An external company must be regarded as "conducting business" if it is party to one or more employment contracts within South Africa (Scenario 1) or is engaging in a course of conduct or has engaged in a course or pattern activities within South Africa over a period of at least six months, such as would lead a person to reasonably conclude that the company intended to continually engage in business within South Africa (Scenario 2). There is no guidance available in the Companies Act, the regulations thereto or practice notes issued by the CIPC regarding the meaning of Scenario 1 and Scenario 2.
Let us assume for purposes of this discussion that employing South African employees to do sales and marketing in South Africa would be regarded as "conducting business" under either Scenario 1 or Scenario 2.
The Companies Act then requires such a company to continuously maintain at least one office in South Africa and to register the address of such office.
In the past, a foreign company expanding operations in South Africa often used the address of its auditors or attorneys as its registered address if it did not yet have offices in South Africa. The CIPC states in a 2012 practice note, based on a decision of the Western Cape High Court, that companies should not use an address chosen for convenience as its registered office, such as the address of its auditors. Under the Companies Act, a company's registered address must be the address of an office maintained by that company.
If a company does not comply with the provisions of the Companies Act relating to the registration as an external company and the maintaining of an office, the CIPC may issue a compliance notice requiring the company to comply. Should the company fail to comply with such notice, the CIPC may require it to cease carrying on business in South Africa.
Tax Administration Act and Income Tax Act
In terms of SARS' binding private ruling 102 issued on 4 May 2011, the registration of an external company will not automatically result in the creation of a permanent establishment in South Africa. The ruling is not of general application as it is a private ruling and, furthermore, it should be noted that the ruling dealt with registration as an external company under the old Companies Act of 1973.
Despite the provisions of the above ruling, compliance with the Companies Act as described above could have unintended tax implications.
The Tax Administration Act requires each company carrying on business or having an office in South Africa to appoint a public officer. The registration of an external company will trigger the obligation to have an office, which in turn requires that a public officer be appointed for that external company.

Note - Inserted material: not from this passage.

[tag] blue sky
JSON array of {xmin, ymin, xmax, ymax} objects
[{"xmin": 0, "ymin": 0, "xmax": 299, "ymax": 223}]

A public officer cannot be appointed for a company that is not registered for tax. On this basis, even though an external company may not yet have a permanent establishment in South Africa or earn any income or make any capital gains from a South African source, it will be required to register for tax, because it is required to appoint a public officer.
The public officer will also be considered to be the representative employer for employees' tax purposes, unless the foreign company has appointed an agent with authority to pay remuneration on its behalf, in which case, such agent will be the representative employer.
In the result, a non-resident company that pays South African tax resident employees into their South African bank accounts from a foreign country will be required to withhold employees' tax where it has a public officer in South Africa. As the employees' tax can only be paid from a South African bank account, the non-resident company will be required to open a South African bank account from where the employees' tax can be paid to SARS or appoint a South African agent to pay the withheld employees' tax to SARS (in order for a company to register with SARS, it would be required to have a South African bank account anyway).
It should be appreciated that the registration for tax purposes does not necessarily mean that tax will be payable in South Africa. Non-resident companies are only subject to tax in South Africa on income from a South African source and it will be necessary to assess this on a case by case basis. If South Africa has concluded a double taxation agreement with the country in which the foreign company in question is tax resident, the foreign company would be subject to tax in South Africa only if that company has a permanent establishment in South Africa.
Therefore, each company that is required to register as an external company in South Africa for company law purposes because it carries on business and/or is party to employment contracts in South Africa will have to assess its particular factual circumstances to determine whether or not it has created a permanent establishment for corporate income tax purposes in South Africa.